I for one wouldn’t swap one Mayo All-Ireland success for the enjoyment of the last ten-plus years. Who cares about the ridicule sometimes heaped on Mayo players for the naivete of their approach over the years when Mayo played the kind of pure football that earned the respect of objective football commentators? Who cares about all the negative analysis when we’ve had so many glorious days with both the performance and the scoring absolutely breath-taking? Who cares ultimately about the recent loss to Tyrone when most of us, before the championship, hoped that Mayo would win Connaught and, instead, a new team of mostly young players lifted our hearts and minds through a long, difficult summer? Who cares about the disappointments and the frustrations – an inevitable part of the mix of sport – when Keith Duggan could write as he has in the Irish Times that ‘this Mayo team will be remembered on a national scale long after All-Ireland champion teams have faded into obscurity’.
Yes, of course, we will continue the ambitious climbing to the top of what has become a footballing Everest. And, of course, with every final Mayo play in Croke Park we want to believe that soon we’ll be mature enough as sports people and as human beings to be able to leave the great theatre of footballing dreams without wrapping another defeat in regret, disillusionment and recrimination.

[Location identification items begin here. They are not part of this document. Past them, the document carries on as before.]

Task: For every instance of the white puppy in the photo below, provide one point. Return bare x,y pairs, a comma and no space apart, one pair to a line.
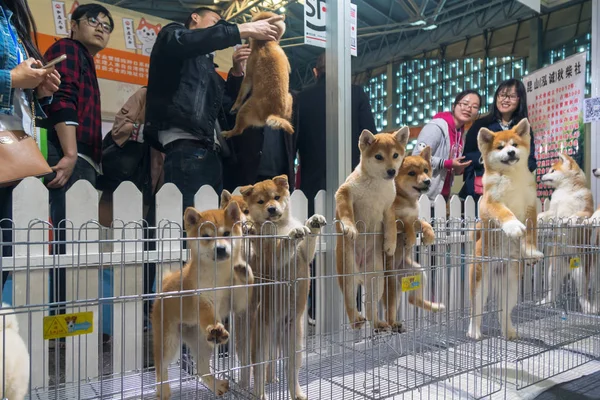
14,358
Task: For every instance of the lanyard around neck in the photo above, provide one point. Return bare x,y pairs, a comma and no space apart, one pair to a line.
14,38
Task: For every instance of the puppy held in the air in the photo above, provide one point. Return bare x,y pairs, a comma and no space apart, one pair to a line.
508,203
267,81
364,202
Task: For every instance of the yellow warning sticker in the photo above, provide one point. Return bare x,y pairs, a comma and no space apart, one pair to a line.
411,283
575,262
59,326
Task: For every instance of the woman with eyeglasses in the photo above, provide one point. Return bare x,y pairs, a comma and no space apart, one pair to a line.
24,86
444,134
508,109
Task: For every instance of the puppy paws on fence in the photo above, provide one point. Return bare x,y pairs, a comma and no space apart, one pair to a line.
299,233
217,334
514,228
316,222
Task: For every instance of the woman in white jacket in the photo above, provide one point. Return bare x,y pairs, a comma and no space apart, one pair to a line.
444,134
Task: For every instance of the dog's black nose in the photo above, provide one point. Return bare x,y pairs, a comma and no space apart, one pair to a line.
221,251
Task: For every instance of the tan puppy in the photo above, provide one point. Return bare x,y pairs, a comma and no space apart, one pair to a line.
213,263
267,80
413,180
571,200
279,308
364,202
509,199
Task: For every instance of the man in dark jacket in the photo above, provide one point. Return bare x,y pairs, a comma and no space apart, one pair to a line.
186,95
310,124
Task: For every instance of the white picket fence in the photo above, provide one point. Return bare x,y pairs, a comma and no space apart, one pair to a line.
31,263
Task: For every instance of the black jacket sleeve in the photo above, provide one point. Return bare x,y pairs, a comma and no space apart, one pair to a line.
178,41
531,161
365,114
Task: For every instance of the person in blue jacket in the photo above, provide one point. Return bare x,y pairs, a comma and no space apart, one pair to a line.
508,109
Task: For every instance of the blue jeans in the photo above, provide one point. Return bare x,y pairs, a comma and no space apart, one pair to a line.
190,165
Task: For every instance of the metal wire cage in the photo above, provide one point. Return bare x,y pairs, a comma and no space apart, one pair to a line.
431,356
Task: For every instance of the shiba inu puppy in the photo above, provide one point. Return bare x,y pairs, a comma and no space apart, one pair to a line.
14,364
571,201
364,202
508,203
278,309
215,262
267,81
413,180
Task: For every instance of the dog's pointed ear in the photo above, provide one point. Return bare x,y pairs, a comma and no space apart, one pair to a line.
234,212
523,127
191,217
484,137
402,136
366,139
225,198
426,154
246,190
282,181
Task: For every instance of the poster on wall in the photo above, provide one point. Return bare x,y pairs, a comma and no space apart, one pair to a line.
555,97
315,29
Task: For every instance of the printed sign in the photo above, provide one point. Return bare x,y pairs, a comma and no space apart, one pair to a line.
410,283
315,30
60,18
592,110
64,325
128,33
555,105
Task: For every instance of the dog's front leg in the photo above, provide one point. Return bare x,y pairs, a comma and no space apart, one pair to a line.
390,232
210,323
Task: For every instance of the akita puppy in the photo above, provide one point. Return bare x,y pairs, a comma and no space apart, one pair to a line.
508,203
278,308
413,180
215,262
264,98
571,201
364,202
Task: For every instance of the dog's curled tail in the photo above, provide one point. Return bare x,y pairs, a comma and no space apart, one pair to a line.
277,122
8,320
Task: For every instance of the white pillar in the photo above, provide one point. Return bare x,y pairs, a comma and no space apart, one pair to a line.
595,75
339,150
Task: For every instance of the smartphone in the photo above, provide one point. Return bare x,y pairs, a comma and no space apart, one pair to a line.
54,62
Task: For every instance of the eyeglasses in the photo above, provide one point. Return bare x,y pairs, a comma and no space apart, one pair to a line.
468,106
511,97
93,22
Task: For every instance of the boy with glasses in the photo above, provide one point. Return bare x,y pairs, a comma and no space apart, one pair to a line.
74,118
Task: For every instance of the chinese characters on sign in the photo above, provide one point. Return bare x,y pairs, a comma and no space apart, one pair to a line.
122,68
555,105
129,34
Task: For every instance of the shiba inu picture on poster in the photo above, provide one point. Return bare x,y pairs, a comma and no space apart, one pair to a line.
277,323
508,203
216,256
364,201
571,203
413,180
264,98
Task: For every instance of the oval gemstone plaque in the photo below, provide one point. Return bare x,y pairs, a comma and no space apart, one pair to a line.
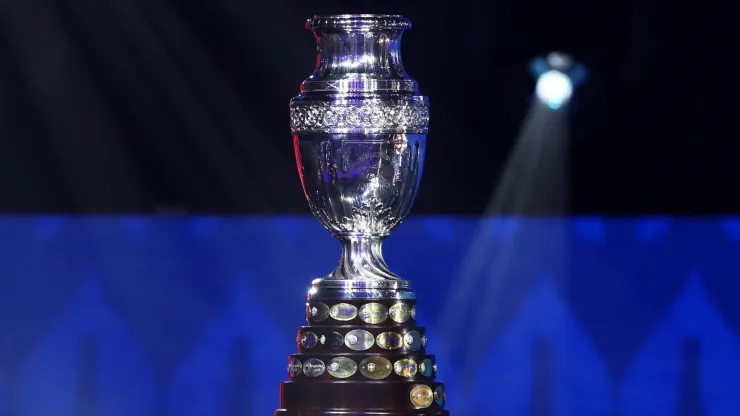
426,368
343,312
400,312
373,313
309,339
335,340
359,340
389,340
342,367
421,396
412,340
376,367
313,367
405,367
440,396
295,367
319,311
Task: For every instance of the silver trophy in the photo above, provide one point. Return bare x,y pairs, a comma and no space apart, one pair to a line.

But ultimately what we need to remember is that, in the pursuit of our sporting dreams, those who bring us to a Croke Park final owe us nothing. Nothing. Absolutely nothing.
Gratitude is the only fitting response.
The reader is continuously led to consider the values of the writer throughout this piece. No matter who wrote it the reader would be pointed that way.
It expresses those values in terms of something immediate and topical and deeply emotional. Which in turn reflects the worthiness of those values and how apposite they can be. It’s all the more powerful for not spelling out the source of those values although that source is immediately understood.
An on the nail illustration of the rule for producing good writing. First make yourself good and then just write naturally.